The entire world has entered a period of change, and it is starting to get uncomfortable. The post-colonial system of exploitation is on the ropes. The climate is breaking faster than we can understand. And instead of looking for solutions, politicians create cover for their thievery by putting their own people to fight one another.

Welcome to Brazil (and much of the rest of the world, including the United States). Even New York’s lovely Brazilian Day celebration was cancelled last year because of the danger of violence stoked by Bolsonaro’s far-right government ~ even before the election. The world is turning upside down. They say that, “politics is the last refuge of the scoundrel.”

The film was made in Brazil during Bolsonaro’s administration. A real political party was registered to smooth the filmmaking. It’s a very unusual form of documentary – drama. The two forms really do blend together.

“Dry Ground Burning” trailer

Synopsis

Just released from prison, Léa (Léa Alves Silva) returns home to the Brasilia favela of Sol Nascente and joins up with her half-sister Chitara (Joana Darc Furtado), the fearless leader of an all-female gang that steals and refines oil from underground pipes and sells gasoline to a clandestine network of motorcyclists.

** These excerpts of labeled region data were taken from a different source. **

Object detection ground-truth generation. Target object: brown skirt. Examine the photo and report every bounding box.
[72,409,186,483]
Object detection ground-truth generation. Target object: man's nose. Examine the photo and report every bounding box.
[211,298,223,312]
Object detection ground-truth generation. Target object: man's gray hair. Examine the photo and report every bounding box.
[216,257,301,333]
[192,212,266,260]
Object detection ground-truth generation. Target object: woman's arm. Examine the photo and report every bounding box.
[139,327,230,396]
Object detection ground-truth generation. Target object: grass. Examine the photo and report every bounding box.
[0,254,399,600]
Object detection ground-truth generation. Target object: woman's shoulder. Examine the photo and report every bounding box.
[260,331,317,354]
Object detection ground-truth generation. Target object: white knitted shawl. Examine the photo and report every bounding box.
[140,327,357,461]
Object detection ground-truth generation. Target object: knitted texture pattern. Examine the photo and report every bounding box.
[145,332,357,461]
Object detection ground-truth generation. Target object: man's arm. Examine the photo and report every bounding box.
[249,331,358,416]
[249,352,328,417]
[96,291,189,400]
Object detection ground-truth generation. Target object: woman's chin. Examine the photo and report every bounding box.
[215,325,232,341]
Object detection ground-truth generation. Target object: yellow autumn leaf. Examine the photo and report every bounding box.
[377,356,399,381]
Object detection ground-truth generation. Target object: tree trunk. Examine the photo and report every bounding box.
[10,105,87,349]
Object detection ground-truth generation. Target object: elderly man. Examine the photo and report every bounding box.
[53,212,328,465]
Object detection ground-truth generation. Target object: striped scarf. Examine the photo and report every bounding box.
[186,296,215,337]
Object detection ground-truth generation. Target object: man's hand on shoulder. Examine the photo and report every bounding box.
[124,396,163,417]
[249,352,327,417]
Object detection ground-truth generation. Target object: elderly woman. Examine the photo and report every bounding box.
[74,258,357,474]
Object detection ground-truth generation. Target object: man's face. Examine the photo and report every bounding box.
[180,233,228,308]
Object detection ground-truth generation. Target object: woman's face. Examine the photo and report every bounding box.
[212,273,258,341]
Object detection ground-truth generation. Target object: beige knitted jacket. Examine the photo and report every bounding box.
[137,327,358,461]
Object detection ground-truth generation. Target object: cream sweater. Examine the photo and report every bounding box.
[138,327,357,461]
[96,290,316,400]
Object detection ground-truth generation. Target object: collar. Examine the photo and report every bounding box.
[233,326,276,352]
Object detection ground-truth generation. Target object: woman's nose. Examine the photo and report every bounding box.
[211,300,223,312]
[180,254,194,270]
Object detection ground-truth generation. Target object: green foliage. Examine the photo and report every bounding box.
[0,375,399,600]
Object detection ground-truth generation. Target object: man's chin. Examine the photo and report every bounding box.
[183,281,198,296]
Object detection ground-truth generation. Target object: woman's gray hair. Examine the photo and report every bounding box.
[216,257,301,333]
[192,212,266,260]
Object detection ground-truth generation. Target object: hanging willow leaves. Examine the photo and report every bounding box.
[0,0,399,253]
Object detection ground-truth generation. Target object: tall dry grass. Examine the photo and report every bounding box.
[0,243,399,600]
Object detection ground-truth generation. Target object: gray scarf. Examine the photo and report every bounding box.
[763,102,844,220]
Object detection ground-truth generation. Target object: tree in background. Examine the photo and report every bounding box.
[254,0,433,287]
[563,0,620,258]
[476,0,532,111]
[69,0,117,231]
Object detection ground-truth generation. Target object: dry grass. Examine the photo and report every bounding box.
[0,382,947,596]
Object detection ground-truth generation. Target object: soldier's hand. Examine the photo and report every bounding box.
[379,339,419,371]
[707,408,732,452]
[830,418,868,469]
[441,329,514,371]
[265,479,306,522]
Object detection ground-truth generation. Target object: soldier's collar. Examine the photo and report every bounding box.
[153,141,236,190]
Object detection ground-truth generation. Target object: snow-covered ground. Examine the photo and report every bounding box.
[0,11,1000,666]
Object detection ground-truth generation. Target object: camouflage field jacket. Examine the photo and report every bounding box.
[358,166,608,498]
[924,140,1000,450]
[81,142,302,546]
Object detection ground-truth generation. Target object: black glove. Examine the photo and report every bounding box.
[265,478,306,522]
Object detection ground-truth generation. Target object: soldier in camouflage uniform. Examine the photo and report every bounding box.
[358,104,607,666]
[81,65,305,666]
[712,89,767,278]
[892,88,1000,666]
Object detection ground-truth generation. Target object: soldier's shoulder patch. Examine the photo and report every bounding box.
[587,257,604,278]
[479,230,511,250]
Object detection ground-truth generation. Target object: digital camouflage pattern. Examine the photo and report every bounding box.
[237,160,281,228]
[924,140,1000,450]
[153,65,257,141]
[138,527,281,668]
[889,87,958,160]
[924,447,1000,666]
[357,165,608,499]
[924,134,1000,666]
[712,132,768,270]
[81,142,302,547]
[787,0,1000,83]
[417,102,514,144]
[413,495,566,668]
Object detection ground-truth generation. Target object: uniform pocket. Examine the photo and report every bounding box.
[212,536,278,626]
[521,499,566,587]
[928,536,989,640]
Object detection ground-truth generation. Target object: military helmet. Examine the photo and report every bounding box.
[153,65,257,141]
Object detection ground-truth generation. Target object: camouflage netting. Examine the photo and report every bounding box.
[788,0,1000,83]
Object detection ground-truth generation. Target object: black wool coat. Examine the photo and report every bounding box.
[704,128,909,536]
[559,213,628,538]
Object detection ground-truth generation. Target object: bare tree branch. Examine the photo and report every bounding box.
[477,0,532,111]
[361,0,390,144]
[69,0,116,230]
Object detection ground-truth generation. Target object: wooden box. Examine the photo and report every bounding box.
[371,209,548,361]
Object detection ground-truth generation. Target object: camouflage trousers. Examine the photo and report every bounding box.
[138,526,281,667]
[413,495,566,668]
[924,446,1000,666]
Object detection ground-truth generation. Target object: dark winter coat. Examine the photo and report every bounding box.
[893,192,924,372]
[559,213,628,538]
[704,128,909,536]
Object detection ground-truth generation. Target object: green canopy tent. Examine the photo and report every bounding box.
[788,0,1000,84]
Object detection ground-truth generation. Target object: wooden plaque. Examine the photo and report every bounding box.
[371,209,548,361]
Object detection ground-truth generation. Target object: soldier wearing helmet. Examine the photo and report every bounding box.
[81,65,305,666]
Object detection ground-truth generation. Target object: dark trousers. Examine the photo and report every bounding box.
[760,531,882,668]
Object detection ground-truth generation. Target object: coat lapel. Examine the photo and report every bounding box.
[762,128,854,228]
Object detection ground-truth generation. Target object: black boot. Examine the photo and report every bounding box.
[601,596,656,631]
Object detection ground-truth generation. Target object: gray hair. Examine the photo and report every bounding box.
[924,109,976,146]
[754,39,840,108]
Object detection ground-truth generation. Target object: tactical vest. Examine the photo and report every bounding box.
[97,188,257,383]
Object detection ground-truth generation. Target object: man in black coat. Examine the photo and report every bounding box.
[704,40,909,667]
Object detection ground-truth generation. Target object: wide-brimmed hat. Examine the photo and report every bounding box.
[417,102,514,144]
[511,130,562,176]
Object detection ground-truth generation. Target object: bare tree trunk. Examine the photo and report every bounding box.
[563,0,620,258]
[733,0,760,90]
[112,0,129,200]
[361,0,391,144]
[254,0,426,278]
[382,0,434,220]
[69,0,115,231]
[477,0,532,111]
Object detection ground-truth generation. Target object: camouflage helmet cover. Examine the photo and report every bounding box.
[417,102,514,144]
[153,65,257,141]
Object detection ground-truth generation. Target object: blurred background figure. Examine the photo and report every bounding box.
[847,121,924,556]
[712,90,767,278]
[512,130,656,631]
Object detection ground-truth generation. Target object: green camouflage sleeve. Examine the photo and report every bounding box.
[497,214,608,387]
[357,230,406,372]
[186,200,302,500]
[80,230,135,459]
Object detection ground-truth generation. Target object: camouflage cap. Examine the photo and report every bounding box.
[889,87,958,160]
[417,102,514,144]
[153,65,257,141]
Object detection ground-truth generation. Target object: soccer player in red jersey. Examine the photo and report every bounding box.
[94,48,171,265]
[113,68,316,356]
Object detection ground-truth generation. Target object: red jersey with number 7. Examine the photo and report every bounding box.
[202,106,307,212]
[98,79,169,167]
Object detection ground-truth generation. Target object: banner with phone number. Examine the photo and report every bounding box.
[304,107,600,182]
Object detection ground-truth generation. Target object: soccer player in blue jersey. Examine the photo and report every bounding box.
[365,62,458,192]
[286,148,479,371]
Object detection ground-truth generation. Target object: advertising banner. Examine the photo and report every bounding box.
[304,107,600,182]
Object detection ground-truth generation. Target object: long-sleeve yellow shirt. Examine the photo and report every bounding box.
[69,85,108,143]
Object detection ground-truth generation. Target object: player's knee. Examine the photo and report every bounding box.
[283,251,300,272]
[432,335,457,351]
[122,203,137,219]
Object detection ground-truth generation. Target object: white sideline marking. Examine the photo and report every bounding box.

Living in constant opposition to Jair Bolsonaro’s fiercely authoritarian and militarized government, Chitara’s women claim the streets for themselves as a declaration of radical political resistance on behalf of ex-cons and the oppressed.

An electrifying portrait of Brazil’s dystopian contemporary moment that blends documentary with narrative fiction and genre elements, “Dry Ground Burning” reunites filmmakers Joana Pimenta and Adirley Queirós (Once There Was Brasilia) to offer a unique vision of the country’s possible future.

Real Women

The filmmakers, Joana Pimenta and Adirley Queirós, are known for breaking the form. The world is on edge and this film is on the edge. So here, the poor are right, the poor are strong, and their leaders are women of color.

They are not women in the traditional mold. These are tough women. But this is what happens when people get pushed too far.

They say that, “behind every great man, there’s a great woman.” When you have two women together, it’s double-trouble.

“Dry Ground Burning” (Grasshopper Films)

A Real Movie

The lead actors are not even professionals. Just like her film character, Léa really is just out of prison, and that’s her real name. So the fiction unspools naturally from reality itself.

Part gangster film, part cowboy western, and part science fiction, this is one idea of what can happen when real life becomes entirely unreal. We are heading there. Nobody should want this, but it’s what happens when leaders take instead of giving to the people. Everything is breaking down, so let’s break all the rules, and set the world on fire.

In Brazilian Portuguese with English subtitles.

Screens at the Brooklyn Academy of Music: BAM, April 21 – May 3, 2023. $16.